By HospiMedica staff writers
Posted on 18 Feb 2004
A "roadmap” has been developed that is designed to aid the crisis decision-making in the event of a bioterrorism attack and allow health officials to preplan such details as deployment of resources and the triage of victims.

The capacity of hospitals to take and treat victims may be limited and immediate decisions about quarantine and deployment of resources would be necessary in case of a bioterrorism attack. Victims would have to be triaged so those with the highest survival would be treated first. The most important variables in managing such a crisis are the size of the event relative to the available medical capacity, the timeline of effective response, and the characteristics of the pathogen used. Called the Pittsburgh Matrix, the new emergency response planning tool is intended to offer a method for quantifying survivorship, medical costs for response, and options for treatment of specific bioterrorism agents.
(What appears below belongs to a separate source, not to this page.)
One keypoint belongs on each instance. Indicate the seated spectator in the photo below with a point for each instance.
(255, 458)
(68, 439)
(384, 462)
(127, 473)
The Pittsburgh Matrix works by identifying various bioterrorism scenarios and assessing them against hospital patient volume and timeline of the detection. Four levels of hospital patient volume are measured, ranging from low, medium, high, and above-all capacity. The values given to the timeline of detection include the pre-release stage, the release stage, the symptom occurrence stage, the illness occurrence stage, and the epidemic stage. The project is designed to fit each particular hospital facility, whether large or small. It might suggest to one hospital to stockpile medications rather than invest in hospital surveillance detection systems, but offer different recommendations to another.

"Terrorism inevitably leads to hospital intervention,” says lead researcher Michael P. Allswede, D.O., assistant professor of emergency medicine and section chief, special emergency medical response, at the University of Pittsburgh School of Medicine (PA, USA). "Through the development of the Pittsburgh Matrix, we have taken the guesswork out of planning for a terrorist attack so physicians can make rapid informed decisions during a crisis.”